Plaintiff also owned a significant percentage of the 22,368 outstanding shares of Pirsch common stock. As of September 30, 1986, plaintiff held 11,631 shares or 52 percent of the Pirsch common stock. On October 10, 1986, plaintiff acquired an additional 5,000 shares of Pirsch stock from his mother in partial consideration for the transfer by plaintiff of the deed to his personal residence. Pirseh’s 1986 tax return, filed with the IRS on September 16, 1988, indicates that plaintiff was a 74 percent shareholder of the corporation as of December 31, 1986.2

As the president, treasurer, chairman of the board, and majority shareholder, plaintiff largely controlled Pirsch’s corporate activities and operations. For example, plaintiff exercised authority over which creditors were to be paid and when such payments were to be made. Plaintiff was the only [729]*729individual designated to sign checks, drafts, notes, bills, certificates of deposit, and other orders for payment or withdrawal of money. In addition, plaintiff alone maintained the authority to borrow funds on behalf of the corporation.

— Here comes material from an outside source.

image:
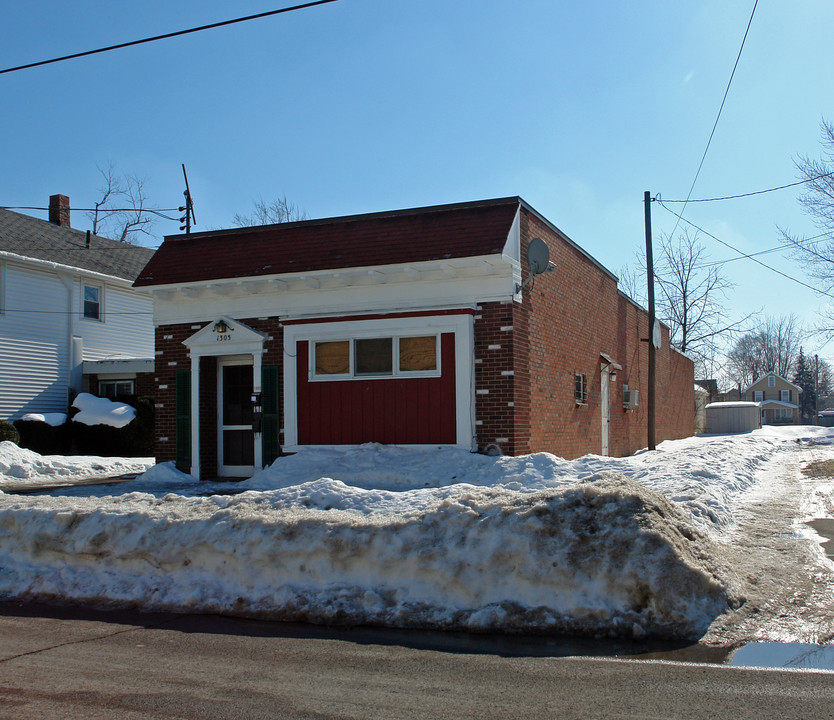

In 1983, plaintiff hired Lawrence C. Adams to serve as the controller of Pirsch. Adams’ duties included oversight of accounts receivable and accounts payable, and maintaining daily cash bank balances. On June 18,1986, Adams was forced to resign due to illness. After Adams’ resignation, Pirsch’s assistant to the eontrollér, Michael Cuccia, assumed Adams’ duties and served as the acting controller at Pirsch. During this time, Cuccia prepared monthly cash flow statements for plaintiff. In this way, plaintiff kept well informed of Pirsch’s financial situation.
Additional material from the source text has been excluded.